DCist
- Owner: WAMU/American University
- Founder(s): Rob Goodspeed, Mike Grass
- Founded: 2004; 22 years ago
- Ceased publication: 2017; 2024
- City: Washington, D.C.
- Country: United States
- Website: dcist.com
- Free online archives: www.dclibrary.org/research-and-learn/dcist-archive

= DCist =

American news and culture website

DCist was a local news website that focused on the District of Columbia. The site began as a volunteer-run blog focused on Washington, D.C., in the same family of "-ist" websites as Gothamist, LAist, and Chicagoist. A professional editor began steering the publication in 2007 as it became a go-to news source.

The staff grew to three people by the time billionaire Joe Ricketts purchased the company in early 2017. Several months later, Ricketts shut all of the websites down after newsroom staff in New York voted to unionize.

D.C. public radio station WAMU joined KPCC (FM) in and WNYC to purchase several of the respective sites from Ricketts in a bid to expand the radio stations' digital audiences.

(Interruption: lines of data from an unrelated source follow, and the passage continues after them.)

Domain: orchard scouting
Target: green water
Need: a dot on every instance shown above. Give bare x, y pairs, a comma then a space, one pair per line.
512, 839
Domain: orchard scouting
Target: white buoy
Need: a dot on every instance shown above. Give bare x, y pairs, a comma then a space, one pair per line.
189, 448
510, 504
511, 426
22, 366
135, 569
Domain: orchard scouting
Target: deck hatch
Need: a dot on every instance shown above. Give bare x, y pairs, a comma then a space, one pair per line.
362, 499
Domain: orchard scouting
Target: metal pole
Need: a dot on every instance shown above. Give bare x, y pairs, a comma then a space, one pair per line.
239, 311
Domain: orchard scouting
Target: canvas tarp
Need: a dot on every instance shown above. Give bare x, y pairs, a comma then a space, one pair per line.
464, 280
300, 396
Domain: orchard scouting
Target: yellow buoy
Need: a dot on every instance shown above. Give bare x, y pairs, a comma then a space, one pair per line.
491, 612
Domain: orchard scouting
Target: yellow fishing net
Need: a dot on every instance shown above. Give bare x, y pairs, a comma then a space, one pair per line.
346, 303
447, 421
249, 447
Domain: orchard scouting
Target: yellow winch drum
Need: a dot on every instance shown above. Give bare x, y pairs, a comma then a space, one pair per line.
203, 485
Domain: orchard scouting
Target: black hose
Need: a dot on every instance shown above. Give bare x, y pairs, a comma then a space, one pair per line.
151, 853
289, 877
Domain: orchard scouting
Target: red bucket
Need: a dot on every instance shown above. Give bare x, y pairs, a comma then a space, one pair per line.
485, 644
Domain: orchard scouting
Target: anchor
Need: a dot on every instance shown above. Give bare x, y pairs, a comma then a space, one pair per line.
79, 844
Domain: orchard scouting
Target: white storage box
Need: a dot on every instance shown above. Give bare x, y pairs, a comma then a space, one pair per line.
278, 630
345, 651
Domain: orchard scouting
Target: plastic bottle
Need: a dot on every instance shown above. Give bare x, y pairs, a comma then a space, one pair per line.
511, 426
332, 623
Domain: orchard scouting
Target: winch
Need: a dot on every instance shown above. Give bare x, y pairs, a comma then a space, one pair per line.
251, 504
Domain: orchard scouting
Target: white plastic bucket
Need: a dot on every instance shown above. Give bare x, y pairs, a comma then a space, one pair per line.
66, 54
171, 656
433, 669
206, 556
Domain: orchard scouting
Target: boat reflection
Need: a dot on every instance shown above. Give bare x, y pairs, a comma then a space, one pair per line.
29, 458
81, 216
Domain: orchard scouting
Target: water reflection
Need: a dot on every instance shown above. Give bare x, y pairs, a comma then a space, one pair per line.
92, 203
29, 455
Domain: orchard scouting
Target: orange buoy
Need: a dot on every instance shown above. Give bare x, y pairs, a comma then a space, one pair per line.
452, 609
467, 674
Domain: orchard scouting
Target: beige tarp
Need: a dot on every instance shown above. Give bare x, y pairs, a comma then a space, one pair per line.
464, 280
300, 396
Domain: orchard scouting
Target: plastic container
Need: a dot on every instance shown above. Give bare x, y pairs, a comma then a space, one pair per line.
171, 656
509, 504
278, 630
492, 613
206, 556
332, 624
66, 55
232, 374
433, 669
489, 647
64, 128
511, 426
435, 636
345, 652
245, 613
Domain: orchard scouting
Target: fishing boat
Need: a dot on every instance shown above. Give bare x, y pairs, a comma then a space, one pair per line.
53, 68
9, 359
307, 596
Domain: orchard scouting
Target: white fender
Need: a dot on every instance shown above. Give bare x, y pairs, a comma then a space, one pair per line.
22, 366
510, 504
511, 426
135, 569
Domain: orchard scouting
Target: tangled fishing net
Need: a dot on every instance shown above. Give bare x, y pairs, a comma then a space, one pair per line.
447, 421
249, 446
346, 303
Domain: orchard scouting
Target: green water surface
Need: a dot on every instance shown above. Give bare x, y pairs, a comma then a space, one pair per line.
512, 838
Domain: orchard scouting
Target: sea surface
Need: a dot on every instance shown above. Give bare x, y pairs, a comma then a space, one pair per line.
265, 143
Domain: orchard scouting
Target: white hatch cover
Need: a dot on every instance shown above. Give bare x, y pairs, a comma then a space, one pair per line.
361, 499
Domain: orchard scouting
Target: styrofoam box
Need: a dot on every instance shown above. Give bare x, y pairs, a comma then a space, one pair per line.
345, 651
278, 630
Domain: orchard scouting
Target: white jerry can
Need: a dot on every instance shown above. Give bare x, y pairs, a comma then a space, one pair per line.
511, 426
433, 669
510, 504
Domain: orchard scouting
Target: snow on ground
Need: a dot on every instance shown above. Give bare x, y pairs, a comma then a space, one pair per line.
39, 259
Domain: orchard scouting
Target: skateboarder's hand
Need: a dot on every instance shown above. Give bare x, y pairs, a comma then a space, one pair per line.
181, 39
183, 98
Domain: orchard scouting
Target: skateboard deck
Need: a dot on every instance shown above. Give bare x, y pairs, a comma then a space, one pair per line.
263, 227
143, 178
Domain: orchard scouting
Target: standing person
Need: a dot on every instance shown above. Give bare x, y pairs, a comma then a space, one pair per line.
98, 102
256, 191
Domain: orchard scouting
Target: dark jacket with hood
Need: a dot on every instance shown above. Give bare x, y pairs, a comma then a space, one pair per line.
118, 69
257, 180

DCist relaunched in 2018.

After operating as separate teams for two years, WAMU's local newsroom and DCist began collaborating as a single team during the COVID-19 pandemic and announced a multiyear plan to reshape its news division and provide more in-depth coverage of the Washington metropolitan area.

However, within three years the public radio station divested from local news by eliminating 16 positions.
Following the layoffs, several former DCist workers created a new digital news outlet, The 51st.

The day that DCist stopped publishing, WAMU implemented a pop-up message that redirected visitors away from the DCist website, effectively preventing access to its 20-year archive. After significant public pressure, WAMU removed the redirect and allowed access to the DCist archives, promising they would remain available for at least one year. After one year, DCist.com was still hosted by WAMU and no plan had been announced for its permanent archive. But Washington City Paper media columnist Vince Morris posted on social media that District of Columbia Public Library is in the process of acquiring rights to the site from American University. In the meantime, the library has created a page for the site archives to help readers access Wayback Machine copies of articles of every DCist article.